The States Wall Mural, in six sections, each with two panels, contains the emblems of the states and images representing regional economic activities. The panels symbolise the role of the states in the Australian federation and the significance of the High Court of Australia at the apex of the Australian judicial system. The artist Jan Senbergs, provided the following interpretation of the work (from left to right):
- panel 1 represents Western Australia: the black swan over motifs based on the Pilbara Range, mining, and the vastness of the land
- panel 2 represents South Australia: the black and white Piping Shrike over motifs of Colonel Light, the founder of the settlement of Adelaide, and architecture in Adelaide
- panel 3 represents Queensland: the Maltese Cross and the Crown over motifs of tropical vegetation, plantations and rural industry
- panel 4 represents New South Wales: the Cross of St George and the Lion of England over motifs of the populace, suburbs, and industrial structures
- panel 5 represents Victoria: the Crown and the constellation the Southern Cross, over motifs of commerce and industrial landscapes
- panel 6 represents Tasmania: the Lion of Tasmania over motifs of the sea, horizon, the island, and the timber industry.
Patrick McCaughey has described the panels as emblems on top of a representative landscape or subject – the 'essentially emblematic panels are carried to the viewer by the bristling drama of the frame, which animates what otherwise might have been a merely dutiful wall'.

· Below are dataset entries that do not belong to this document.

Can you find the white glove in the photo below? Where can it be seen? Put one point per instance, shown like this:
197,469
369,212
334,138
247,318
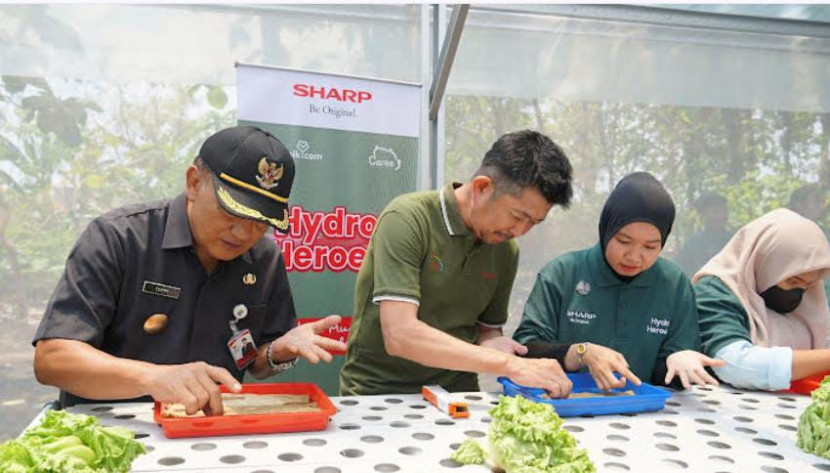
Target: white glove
689,365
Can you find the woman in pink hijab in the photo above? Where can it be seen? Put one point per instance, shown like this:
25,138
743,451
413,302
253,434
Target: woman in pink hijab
762,304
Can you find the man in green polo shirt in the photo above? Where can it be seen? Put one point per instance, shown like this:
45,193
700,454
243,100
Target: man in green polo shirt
432,293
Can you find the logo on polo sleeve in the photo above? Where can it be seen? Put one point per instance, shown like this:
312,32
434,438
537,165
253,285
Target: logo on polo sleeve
658,326
435,263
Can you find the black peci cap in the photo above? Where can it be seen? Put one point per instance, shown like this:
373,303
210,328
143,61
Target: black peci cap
252,173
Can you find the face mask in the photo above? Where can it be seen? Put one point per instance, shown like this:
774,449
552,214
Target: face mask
782,301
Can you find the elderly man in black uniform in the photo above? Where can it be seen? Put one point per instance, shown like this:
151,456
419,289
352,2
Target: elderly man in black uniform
159,299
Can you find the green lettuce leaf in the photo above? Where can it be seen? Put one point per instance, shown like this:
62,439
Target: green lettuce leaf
65,442
526,436
814,423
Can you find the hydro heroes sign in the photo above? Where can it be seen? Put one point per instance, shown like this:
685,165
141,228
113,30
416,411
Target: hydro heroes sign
318,241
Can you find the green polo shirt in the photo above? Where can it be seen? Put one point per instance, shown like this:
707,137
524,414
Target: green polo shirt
723,319
577,298
422,252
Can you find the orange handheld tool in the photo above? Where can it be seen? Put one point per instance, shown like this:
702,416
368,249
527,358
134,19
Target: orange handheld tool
441,399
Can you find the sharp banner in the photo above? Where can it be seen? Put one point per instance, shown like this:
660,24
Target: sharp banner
355,147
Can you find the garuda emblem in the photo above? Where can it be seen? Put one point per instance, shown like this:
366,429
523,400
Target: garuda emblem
269,174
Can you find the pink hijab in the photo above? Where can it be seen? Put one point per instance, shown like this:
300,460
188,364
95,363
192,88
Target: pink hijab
776,246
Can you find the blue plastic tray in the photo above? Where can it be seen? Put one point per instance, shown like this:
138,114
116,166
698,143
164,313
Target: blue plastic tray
646,397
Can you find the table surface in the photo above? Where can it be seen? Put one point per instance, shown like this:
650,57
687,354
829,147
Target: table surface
700,430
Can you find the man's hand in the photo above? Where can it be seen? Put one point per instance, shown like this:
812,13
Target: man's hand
689,365
305,341
603,362
542,373
505,344
193,384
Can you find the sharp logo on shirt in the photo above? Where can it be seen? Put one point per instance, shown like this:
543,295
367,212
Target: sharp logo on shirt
158,289
581,318
435,263
658,326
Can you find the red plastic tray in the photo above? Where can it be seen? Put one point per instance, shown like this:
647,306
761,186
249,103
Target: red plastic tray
254,424
808,384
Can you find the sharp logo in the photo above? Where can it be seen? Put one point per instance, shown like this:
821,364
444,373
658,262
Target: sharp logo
332,93
385,158
301,152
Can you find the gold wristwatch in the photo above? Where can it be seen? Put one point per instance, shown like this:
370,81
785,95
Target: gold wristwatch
581,349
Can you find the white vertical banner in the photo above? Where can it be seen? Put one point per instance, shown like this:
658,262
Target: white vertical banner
355,146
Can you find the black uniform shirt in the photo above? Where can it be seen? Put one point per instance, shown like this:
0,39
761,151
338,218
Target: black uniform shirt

Elsewhere in the Court building in Canberra, State badges can be seen in the shield in the Commonwealth Coat of Arms on the glass façade above the main entrance and in Courts 2 and 3, and in Court 1 in the woven tapestry. The Royal Coat of Arms for the United Kingdom on the High Court's rear façade signifies the reception of the British common law in Australia and the former right of appeal to the Privy Council in England. The commencement of the Australia Acts in 1986 confirmed the High Court of Australia as the final court of appeal, and that no appeals could be taken from Australian courts to the Privy Council.